From the SRE perspective, a clear agreement between the business and IT levels is required to establish optimal targets for service level targets and service level indicators. Each violation leads to a re-evaluation and optimization of the goals.
The SRE guidelines encourage radical change within certain limits. SREs have a risk budget to test these limits and potentially innovate faster. SRE quantifies this acceptable risk as an”error budget”. When the error budgets are exhausted, the focus shifts from development to improving reliability. Availability and further development are thus balanced.
3. Implement changes in quick small steps
Like DevOps, SRE promotes continuous improvement through small and frequent development steps. With short iteration cycles, any negative effects are less severe, and low-risk improvements can be easily tested and implemented (as automated as possible).
4. Use common tools and automation
Incompatibility and integration problems between technologies from different vendors, eras and use cases can create silos even in a DevOps environment. SRE introduces uniform technologies and comprehensive information access in the various IT teams. SRE demands that all teams working on the same service use the same technologies.

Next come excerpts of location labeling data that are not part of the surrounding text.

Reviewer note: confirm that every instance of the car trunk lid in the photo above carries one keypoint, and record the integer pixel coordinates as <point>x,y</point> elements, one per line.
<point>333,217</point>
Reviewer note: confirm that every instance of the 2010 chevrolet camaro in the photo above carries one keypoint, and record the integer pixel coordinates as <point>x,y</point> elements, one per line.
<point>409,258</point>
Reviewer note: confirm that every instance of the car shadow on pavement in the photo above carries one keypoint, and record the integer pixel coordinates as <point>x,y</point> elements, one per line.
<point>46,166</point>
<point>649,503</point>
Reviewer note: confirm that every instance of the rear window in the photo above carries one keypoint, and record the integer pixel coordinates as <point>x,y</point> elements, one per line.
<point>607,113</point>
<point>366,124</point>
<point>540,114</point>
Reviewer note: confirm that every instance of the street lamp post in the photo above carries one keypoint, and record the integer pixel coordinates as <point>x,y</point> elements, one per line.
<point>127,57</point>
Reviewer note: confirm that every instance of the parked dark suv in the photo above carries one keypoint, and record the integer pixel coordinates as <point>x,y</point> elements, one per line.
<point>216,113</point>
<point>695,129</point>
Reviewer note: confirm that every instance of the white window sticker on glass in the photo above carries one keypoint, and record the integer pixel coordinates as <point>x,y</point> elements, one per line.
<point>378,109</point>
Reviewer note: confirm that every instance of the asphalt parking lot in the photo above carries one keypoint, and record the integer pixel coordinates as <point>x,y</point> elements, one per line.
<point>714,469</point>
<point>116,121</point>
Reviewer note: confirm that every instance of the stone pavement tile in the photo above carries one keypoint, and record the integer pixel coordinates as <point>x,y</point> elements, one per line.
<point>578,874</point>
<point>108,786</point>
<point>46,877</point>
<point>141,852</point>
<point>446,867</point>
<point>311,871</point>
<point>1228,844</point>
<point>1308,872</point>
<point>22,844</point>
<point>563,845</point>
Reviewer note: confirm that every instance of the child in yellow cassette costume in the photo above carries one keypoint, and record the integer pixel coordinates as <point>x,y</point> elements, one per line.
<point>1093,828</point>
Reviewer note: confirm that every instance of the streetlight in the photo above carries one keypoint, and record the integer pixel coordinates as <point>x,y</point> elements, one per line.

SRE pursues the principle of automating manual tasks that are repetitive and reactive and do not bring lasting improvement. Automation should free up capacity for work that brings long-term benefits.
5. Reliability based on measurement data
Evaluating appropriate reliability targets is a contextual challenge for DevOps and SREs. SREs ensure that all levels in the company agree on how to measure reliability and what to do if the value does not meet the specifications.
The DevOps key metrics are the number of deployments in time, the lead time from commitment to release, the number of failed deployments, and the recovery time required.
The basics for SRE are the Service level Target (SLO) and the Service level indicator (SLI). SREs use these metrics to determine whether a release with a change will go into operation or not.